Melirik sampingnya yang sudah kosong, entah kenapa Zeya tiba-tiba merasa kecewa. Ia merasa..di tinggal. Untuk sesuatu yang memang tidak pernah menetap, hatinya seolah kosong entah pernah diisi oleh apa. Kejadian semalam membuat Zeya merasa seperti kehilangan diri sendiri, ini masih pagi, tapi Zeya malah merasa sedih. Laki-laki memang begitu ya? Setelah mendapat apa yang dia mau dan sudah puas ia akan pergi begitu saja. Meski semalam dia benar tidak kasar juga mengutamakan kenyamanannya

Namun air mata itu urung untuk turun ketika Zeya spontan berbalik karena merasakan kasur bergerak, Daniel mendekat dan mencium keningnya sebentar.

Zeya terdiam, ia kembali membuang pandangannya kearah lain. Masih tidak berani menatap pada sang majikan juga tidak menyangka akan tindakannya barusan

"Sini saya bantu ke kamar mandi" Daniel yang baru saja selesai menelpon asistennya -, memutar langkah menuju sebelah kiri agar leluasa membantu Zeya.

"Saya..saya bisa sendiri" ucap Zeya yang masih saja segan dan tidak berani melihatnya. Tapi bukannya semalam, perempuan itu sudah menatapnya tepat pada kedua matanya?

Daniel mengulurkan tangannya, membenarkan rambut Zeya yang berantakan.

"Kalau masih sakit jangan di paksa gerak dulu" Zeya memejamkan matanya mendengar ucapan Daniel barusan. Ia malu sekali jujur saja

"Ayo" Zeya tidak menerima uluran tangan Daniel, ia memberanikan diri melihat pada wajah pria itu.

"Saya bisa..saya bisa sendiri, bapak boleh keluar aja." Mungkin tidak sopan, apalagi kamar ini memang kamar pak Daniel. Tapi Zeya malu kalau harus melepaskan selimut yang menutupi paha dan sepanjang kakinya ini.
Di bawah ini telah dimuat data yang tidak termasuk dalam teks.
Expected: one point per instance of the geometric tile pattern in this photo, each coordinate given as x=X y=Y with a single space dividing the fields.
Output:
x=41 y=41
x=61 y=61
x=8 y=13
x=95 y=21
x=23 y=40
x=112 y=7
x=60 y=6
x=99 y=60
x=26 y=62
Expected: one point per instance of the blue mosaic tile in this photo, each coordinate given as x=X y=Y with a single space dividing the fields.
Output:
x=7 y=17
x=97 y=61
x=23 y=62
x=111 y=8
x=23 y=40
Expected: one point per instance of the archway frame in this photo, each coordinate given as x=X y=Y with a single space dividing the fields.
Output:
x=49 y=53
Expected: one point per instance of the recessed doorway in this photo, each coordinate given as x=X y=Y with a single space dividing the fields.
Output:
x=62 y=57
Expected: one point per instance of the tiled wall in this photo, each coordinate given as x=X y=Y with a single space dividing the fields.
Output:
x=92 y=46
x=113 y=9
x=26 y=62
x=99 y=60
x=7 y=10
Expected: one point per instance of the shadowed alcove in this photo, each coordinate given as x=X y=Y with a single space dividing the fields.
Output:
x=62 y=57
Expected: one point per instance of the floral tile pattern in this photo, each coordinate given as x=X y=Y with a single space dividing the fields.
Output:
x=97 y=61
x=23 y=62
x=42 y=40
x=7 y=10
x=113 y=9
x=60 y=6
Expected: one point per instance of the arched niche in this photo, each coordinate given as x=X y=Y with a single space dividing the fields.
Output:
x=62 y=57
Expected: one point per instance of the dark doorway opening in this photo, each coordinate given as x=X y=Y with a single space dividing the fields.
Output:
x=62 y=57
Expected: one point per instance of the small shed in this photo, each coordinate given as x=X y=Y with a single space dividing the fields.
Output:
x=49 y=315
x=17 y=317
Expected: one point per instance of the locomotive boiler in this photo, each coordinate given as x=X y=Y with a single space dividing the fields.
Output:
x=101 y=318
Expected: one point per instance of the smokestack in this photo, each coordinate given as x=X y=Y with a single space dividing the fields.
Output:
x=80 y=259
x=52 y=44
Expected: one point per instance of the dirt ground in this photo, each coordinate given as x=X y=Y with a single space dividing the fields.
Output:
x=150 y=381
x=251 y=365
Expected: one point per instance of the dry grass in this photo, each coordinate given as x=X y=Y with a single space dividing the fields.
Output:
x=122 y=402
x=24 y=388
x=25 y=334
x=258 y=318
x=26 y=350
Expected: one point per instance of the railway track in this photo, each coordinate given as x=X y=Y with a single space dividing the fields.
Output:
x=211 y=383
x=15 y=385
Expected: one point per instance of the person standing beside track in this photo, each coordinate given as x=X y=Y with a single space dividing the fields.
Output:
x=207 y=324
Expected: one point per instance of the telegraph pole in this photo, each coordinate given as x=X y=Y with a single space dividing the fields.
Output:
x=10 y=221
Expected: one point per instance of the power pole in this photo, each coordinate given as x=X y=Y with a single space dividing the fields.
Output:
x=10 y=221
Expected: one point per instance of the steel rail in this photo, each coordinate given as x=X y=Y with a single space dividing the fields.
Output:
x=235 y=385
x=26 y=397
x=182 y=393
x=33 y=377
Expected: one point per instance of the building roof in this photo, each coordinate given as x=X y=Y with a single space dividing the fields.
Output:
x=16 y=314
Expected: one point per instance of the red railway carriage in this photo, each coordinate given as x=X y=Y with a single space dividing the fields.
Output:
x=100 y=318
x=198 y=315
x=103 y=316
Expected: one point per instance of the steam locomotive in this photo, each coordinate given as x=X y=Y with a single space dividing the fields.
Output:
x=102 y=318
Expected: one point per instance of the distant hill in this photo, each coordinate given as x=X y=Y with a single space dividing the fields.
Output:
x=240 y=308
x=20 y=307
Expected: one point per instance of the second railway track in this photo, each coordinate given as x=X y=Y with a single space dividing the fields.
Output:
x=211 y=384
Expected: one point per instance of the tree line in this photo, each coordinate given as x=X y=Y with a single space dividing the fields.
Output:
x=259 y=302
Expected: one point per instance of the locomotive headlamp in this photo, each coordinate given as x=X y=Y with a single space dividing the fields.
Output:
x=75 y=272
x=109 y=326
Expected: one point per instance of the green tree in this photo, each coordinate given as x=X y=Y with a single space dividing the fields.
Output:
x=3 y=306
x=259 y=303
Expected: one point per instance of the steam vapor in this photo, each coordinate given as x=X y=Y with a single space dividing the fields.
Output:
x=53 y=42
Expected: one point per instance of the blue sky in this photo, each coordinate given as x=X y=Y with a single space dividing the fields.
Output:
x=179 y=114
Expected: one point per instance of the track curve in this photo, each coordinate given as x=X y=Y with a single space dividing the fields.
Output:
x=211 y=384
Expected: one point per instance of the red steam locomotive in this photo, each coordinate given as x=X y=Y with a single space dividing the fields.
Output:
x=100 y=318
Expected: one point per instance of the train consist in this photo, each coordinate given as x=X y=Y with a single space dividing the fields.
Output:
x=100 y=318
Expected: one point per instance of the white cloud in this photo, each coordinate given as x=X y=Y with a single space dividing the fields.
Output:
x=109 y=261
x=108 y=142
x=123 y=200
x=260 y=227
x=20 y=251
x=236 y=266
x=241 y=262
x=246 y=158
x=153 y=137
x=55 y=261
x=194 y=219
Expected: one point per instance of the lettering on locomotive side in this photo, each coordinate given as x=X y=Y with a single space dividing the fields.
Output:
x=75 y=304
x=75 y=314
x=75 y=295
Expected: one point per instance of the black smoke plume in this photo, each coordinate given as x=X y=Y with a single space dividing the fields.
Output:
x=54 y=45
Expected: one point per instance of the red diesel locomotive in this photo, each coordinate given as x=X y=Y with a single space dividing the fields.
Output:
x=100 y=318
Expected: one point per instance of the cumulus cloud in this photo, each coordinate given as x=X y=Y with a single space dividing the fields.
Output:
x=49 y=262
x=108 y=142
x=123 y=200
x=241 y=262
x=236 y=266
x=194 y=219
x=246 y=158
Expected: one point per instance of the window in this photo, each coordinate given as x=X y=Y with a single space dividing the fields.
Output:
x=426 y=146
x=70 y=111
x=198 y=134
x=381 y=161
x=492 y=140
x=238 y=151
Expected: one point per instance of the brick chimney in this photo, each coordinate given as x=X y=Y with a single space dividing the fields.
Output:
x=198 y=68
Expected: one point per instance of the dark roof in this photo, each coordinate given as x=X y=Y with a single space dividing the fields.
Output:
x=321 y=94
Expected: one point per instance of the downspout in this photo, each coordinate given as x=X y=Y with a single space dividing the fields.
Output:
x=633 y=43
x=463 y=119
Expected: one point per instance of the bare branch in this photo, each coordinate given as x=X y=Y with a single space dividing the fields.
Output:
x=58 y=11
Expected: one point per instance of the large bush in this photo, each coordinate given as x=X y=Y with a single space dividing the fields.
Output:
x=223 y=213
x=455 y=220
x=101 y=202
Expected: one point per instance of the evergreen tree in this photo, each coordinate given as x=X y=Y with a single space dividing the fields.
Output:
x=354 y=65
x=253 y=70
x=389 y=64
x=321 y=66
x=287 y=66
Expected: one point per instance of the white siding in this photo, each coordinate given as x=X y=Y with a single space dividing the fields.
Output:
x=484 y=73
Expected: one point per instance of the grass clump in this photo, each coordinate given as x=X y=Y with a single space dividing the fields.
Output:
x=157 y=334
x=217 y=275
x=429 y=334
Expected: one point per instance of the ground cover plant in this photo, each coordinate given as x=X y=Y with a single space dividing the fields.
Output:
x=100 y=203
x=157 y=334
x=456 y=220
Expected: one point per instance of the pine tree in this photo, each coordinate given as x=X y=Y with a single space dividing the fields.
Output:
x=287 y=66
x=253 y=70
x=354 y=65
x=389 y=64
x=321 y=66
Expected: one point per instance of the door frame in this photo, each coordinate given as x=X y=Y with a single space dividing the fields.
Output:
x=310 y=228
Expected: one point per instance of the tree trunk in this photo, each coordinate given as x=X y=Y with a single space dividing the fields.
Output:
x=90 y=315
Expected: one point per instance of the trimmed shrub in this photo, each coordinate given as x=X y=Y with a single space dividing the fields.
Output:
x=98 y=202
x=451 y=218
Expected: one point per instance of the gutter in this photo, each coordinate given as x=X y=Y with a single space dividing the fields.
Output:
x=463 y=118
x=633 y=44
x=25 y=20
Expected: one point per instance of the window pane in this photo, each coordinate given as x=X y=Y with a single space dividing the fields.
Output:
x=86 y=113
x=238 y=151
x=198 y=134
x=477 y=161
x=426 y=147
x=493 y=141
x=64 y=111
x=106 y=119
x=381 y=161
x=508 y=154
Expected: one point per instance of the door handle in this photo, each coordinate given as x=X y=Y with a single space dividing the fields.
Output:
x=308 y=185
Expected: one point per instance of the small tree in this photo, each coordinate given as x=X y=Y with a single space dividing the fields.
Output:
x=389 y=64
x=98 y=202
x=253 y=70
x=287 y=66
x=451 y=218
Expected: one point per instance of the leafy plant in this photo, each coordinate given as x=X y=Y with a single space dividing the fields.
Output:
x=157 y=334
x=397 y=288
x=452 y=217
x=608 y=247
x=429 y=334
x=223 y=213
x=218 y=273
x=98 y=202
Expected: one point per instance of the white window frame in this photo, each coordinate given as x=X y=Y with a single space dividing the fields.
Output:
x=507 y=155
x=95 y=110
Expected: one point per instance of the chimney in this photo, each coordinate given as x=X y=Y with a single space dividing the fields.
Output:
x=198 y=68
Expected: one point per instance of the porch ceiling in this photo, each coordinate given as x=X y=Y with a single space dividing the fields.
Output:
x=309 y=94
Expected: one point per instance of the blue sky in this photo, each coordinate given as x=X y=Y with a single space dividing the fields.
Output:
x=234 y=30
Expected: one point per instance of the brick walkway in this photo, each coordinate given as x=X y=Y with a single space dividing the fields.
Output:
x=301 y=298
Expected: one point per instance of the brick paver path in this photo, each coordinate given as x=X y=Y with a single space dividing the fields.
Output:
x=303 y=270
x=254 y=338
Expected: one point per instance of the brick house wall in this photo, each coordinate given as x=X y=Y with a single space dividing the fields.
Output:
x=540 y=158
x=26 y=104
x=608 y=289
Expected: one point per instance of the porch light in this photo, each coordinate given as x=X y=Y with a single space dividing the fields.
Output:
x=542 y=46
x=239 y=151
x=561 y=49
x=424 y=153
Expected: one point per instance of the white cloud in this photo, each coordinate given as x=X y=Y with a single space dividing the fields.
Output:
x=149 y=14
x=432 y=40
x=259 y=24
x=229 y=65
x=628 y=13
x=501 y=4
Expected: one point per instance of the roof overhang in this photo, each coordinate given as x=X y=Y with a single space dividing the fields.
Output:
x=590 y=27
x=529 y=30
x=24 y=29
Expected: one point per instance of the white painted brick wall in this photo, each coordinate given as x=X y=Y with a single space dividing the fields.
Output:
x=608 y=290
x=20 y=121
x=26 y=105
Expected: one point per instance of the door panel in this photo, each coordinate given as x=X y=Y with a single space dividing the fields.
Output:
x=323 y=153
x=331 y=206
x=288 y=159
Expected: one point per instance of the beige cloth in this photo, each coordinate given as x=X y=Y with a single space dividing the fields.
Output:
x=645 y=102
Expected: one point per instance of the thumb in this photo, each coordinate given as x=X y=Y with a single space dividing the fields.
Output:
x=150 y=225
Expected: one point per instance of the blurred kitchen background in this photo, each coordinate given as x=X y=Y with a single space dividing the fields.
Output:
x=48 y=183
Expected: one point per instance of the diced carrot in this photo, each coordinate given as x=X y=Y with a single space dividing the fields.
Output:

Kaos pak Daniel yang ia pakai, hanya sampai pada sebatas pahanya.

"Saya bantu" tapi Daniel dengan keras kepala malah mengambil selimut itu meski Zeya melarangnya. Ia dengan mudah mengangkat tubuh Zeya dan menurunkannya di dalam kamar mandi. Zeya cepat menjauhkan tubuhnya dari Daniel juga melepaskan tangannya yang sempat melingkari bahu pria itu.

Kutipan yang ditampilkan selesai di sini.